Modern implementations combine device fingerprinting, geolocation, behavioral biometrics, and access patterns. They calculate real-time risk scores. A login from your usual device and location at 9 AM? Low risk. Same credentials from Romania at 3 AM? High risk. Prompt for additional verification.
Service-to-Service: The Security Hole You’re Ignoring
Microservices architectures create dozens of internal APIs. Companies secure the external perimeter then connect internal services with zero authentication because “they’re all internal.”
That’s how lateral movement works. Compromise one service, pivot to the next, escalate privileges, extract data. Mutual TLS should be mandatory for service-to-service communication. Service meshes like Istio automate mTLS deployment, but most teams skip it because “it’s complicated.”
Everything’s complicated until you’re explaining a breach to your CEO.
Container Security: Shipping Vulnerabilities at Scale
Key Insight: Containers package dependencies, which means they also package every vulnerability in those dependencies.
Docker revolutionized deployment. It also made it trivially easy to deploy vulnerable code. A FROM ubuntu:latest pulls whatever Ubuntu’s shipping this week, complete with CVEs. Image scanning should happen in CI/CD before deployment, not after breach.
Container security basics everyone skips:
- Scan images before deployment
- Use minimal base images (Alpine, distroless)
- Never run as root (still the default in too many places)

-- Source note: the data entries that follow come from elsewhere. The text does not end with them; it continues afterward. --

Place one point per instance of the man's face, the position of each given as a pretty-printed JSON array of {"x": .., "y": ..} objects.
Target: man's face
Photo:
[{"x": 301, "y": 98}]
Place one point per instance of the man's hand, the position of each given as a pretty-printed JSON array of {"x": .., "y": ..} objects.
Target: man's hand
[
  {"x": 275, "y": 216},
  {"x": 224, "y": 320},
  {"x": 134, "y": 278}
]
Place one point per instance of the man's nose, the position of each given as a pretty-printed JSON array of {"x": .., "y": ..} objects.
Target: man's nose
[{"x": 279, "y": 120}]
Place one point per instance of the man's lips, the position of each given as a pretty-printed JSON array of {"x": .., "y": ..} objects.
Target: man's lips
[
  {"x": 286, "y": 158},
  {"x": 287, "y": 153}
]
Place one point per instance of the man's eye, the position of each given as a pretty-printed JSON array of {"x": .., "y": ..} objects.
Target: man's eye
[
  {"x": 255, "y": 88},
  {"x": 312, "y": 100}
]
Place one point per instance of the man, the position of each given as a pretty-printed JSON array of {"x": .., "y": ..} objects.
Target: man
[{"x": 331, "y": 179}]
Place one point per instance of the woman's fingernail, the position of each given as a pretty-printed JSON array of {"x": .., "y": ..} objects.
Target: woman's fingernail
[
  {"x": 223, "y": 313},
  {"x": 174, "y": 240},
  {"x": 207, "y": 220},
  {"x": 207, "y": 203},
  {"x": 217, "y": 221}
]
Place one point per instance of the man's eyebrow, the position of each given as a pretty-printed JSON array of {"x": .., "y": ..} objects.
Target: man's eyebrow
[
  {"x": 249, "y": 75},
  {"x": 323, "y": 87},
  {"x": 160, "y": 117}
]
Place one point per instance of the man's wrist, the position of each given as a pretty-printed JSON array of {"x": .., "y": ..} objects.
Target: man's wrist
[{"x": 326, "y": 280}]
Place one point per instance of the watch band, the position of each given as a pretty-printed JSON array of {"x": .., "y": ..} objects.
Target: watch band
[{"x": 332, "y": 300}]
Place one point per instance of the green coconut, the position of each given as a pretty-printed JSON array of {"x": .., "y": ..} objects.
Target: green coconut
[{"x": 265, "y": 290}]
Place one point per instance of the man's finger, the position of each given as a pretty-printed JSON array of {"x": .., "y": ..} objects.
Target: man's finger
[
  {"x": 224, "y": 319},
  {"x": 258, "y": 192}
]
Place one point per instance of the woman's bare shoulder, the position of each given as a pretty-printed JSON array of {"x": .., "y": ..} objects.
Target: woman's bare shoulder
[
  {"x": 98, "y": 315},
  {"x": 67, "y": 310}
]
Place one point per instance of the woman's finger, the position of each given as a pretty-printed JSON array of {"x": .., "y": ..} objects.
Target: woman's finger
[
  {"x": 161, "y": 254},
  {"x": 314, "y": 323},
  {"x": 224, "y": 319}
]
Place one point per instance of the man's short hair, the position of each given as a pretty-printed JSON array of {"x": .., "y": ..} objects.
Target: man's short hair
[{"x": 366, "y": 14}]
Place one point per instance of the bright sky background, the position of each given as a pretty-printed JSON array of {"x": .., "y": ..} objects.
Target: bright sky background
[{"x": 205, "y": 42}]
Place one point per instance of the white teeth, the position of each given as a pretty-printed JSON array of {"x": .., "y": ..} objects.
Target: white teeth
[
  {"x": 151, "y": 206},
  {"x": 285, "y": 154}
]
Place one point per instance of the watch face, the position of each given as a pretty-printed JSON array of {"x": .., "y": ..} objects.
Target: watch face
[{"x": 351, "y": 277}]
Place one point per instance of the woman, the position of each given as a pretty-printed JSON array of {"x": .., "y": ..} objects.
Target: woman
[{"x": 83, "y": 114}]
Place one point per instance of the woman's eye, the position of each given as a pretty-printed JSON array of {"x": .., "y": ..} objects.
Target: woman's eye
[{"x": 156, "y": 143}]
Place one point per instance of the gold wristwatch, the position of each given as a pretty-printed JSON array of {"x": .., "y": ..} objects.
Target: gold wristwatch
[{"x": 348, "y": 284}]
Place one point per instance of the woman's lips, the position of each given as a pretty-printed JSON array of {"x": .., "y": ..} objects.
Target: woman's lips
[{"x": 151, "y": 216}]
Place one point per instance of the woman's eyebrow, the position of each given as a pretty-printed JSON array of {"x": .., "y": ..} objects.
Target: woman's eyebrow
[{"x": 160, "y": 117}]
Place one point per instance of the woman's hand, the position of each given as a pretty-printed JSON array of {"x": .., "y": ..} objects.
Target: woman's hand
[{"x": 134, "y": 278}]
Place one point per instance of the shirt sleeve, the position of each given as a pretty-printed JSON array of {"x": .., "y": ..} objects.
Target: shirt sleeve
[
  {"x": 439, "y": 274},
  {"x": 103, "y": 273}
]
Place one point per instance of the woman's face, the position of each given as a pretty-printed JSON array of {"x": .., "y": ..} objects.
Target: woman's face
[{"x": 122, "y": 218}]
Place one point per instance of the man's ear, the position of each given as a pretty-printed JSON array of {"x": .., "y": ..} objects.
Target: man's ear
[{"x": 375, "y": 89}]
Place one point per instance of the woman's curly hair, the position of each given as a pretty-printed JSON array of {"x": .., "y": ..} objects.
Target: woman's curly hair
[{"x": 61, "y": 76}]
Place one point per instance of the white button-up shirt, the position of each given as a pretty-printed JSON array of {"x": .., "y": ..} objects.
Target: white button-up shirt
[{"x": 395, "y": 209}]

- Read-only filesystems wherever possible
- Secrets in Vault, not environment variables
Kubernetes: Security Complexity Turned Up to Eleven
Pod security standards, network policies, RBAC configs Kubernetes security is its own discipline. Most teams learn it the hard way.
I’ve audited Kubernetes clusters where service accounts had cluster-admin permissions “because it was easier.” Where network policies were nonexistent. Where secrets were base64-encoded environment variables that appeared in logs, error messages, and process listings.
HashiCorp Vault exists for a reason. Cloud provider secret managers exist for a reason. Use them.
Security Culture: Why Technology Alone Fails
Developers don’t wake up thinking about security. They wake up thinking about shipping features. Product managers measure velocity, not vulnerability counts. Executives care about revenue, not security posture.
This is why breaches happen.
Security champions embedded in dev teams help. Not security cops who reject pull requests enablers who help teammates write secure code. Threat modeling catches architectural flaws before code exists. Automated testing in CI/CD provides fast feedback.
Security tooling that matters:
- SAST scans source code for patterns
- DAST probes running apps like an attacker
- SCA identifies vulnerable dependencies
- IAST combines both for comprehensive coverage
None of these replace human expertise. They free security engineers to focus on novel threats instead of catching SQL injection for the thousandth time.
The 2026 Reality
Attackers professionalized while we argued about frameworks. Ransomware-as-a-Service lets script kiddies deploy sophisticated attacks. AI generates phishing emails that fool security-aware users. The barrier to entry dropped to zero.
The fundamentals haven’t changed in thirty years: validate input, enforce least privilege, assume breach. What changed is the scale, speed, and sophistication of attacks.
Your application is under attack right now. The question isn’t if they’ll get in. It’s whether you’ll detect it when they do.